There are possibly many reasons for this sudden loss of fiscal rectitude among Republicans. But one factor that cannot be overlooked is the unexpected presence of budget surpluses. In fiscal 1998 the federal government ran its first surplus in 29 years and even larger surpluses followed. When their ideological fervor subsided, many committee chairmen in Congress could no longer resist the temptation to spend this money. Serious discussion about reducing expenditures was nowhere to be found.
This stands in stark contrast to the 1980s when spending reductions were at the forefront of many policy discussions. Then, there were some meaningful bipartisan efforts to find methods of reducing federal spending. In the early 1980s, President Reagan directed the Grace Commission to find methods of reducing fraud, waste, and inefficiency in government programs. In 1985 Congress passed the Gramm‐Rudman‐Hollings Act, which called for mandatory spending reductions every year to reach specified deficit targets.

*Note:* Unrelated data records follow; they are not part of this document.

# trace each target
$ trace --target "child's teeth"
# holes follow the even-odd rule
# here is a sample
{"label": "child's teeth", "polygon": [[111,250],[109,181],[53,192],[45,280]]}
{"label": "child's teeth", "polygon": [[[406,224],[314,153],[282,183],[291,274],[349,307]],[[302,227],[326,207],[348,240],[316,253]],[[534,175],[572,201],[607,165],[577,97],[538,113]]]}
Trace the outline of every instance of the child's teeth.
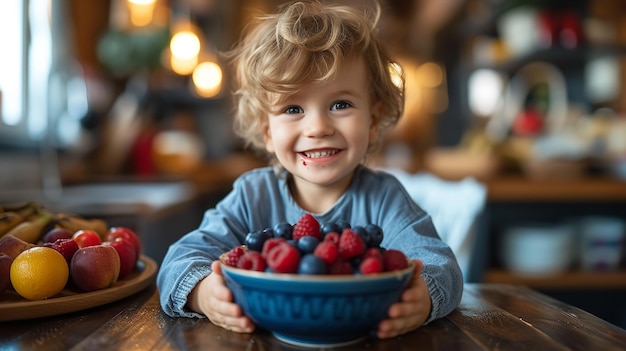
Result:
{"label": "child's teeth", "polygon": [[335,152],[334,151],[315,151],[315,152],[307,152],[306,156],[309,158],[320,158],[320,157],[327,157],[330,155],[333,155]]}

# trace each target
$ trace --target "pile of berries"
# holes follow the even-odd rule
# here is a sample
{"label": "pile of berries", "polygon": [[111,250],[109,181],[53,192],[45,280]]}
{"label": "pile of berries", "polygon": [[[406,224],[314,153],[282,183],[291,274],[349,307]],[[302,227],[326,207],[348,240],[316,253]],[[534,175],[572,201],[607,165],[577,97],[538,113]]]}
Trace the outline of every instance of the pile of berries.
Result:
{"label": "pile of berries", "polygon": [[298,274],[374,274],[406,268],[404,253],[380,247],[382,240],[383,230],[375,224],[320,225],[305,214],[294,225],[278,223],[248,233],[246,249],[231,249],[222,262],[260,272]]}

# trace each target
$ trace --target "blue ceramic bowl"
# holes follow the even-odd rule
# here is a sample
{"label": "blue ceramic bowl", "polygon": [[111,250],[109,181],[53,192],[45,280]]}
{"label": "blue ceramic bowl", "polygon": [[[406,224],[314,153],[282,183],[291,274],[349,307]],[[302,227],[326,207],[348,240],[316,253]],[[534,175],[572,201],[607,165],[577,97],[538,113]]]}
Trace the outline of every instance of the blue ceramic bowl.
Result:
{"label": "blue ceramic bowl", "polygon": [[372,275],[298,275],[243,270],[222,264],[227,286],[258,327],[305,347],[357,342],[387,317],[415,264]]}

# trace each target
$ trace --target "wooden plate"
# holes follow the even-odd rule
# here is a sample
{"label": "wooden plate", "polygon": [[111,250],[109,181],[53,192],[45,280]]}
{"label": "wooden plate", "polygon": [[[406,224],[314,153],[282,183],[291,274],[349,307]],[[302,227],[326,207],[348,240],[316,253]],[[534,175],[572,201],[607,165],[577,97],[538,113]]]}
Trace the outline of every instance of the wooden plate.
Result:
{"label": "wooden plate", "polygon": [[40,301],[28,301],[13,291],[5,292],[0,295],[0,321],[55,316],[121,300],[152,284],[156,272],[156,262],[141,256],[135,272],[107,289],[86,293],[65,289],[58,297]]}

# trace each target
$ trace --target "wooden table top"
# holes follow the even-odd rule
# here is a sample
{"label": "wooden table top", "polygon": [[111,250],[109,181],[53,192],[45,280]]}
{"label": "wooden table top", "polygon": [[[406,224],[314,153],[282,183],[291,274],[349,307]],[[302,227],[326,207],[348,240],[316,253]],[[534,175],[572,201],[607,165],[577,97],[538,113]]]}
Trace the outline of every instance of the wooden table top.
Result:
{"label": "wooden table top", "polygon": [[[151,286],[104,306],[0,323],[0,350],[300,350],[265,331],[237,334],[206,319],[171,318]],[[387,340],[336,350],[626,350],[626,330],[534,290],[466,284],[449,316]]]}

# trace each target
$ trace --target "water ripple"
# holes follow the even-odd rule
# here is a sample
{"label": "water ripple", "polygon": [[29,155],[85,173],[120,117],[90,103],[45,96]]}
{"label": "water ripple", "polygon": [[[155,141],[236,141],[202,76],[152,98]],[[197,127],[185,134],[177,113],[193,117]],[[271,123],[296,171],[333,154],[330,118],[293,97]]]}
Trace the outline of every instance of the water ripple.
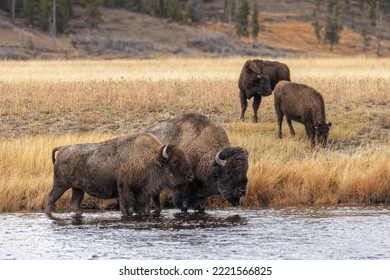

Neither of those efforts was as successful as their proponents would have hoped. Many of the recommendations of the Grace Commission went unheeded and Gramm‐Rudman‐Hollings was abandoned in the early 1990s. However, the most important lesson to learn from these times is that fiscal conservatives could effectively use the deficit as a defense against new programs. The fact that non‐defense discretionary spending as a percentage of the economy decreased during Ronald Reagan’s time in office provides evidence of this.
Likewise, data from the states also suggests that budget deficits often motivate elected officials to reduce spending. When William Weld was elected governor of Massachusetts in 1990, the Massachusetts miracle had collapsed and deficits were skyrocketing. However, even in fiscally liberal Massachusetts, Weld was able to sign a budget in 1991 that reduced spending by an impressive 6 percent. As a result, state expenditures per family fell by $400 during his first year in office. Similarly, in response to her state’s deficit situation, Arizona Gov. Jane Hull recently instructed her state agency directors to reduce their Fiscal 2002 budgets by 4 percent. Hull will likely call a special session of the legislature in November to focus on budget reductions.
Ideally, one would hope that elected officials not rely on the deficit as their primary defense against new spending. Instead, proponents of limited government typically oppose federal programs, in terms of the costs they impose on taxpayers, the perverse incentives they create for their recipients, and their ability to crowd out more efficient private endeavors. Still, in an age where meaningful discussion of spending reductions is all but absent, a shrinking surplus might provide the Bush administration with the political cover to propose spending reductions in future budgets.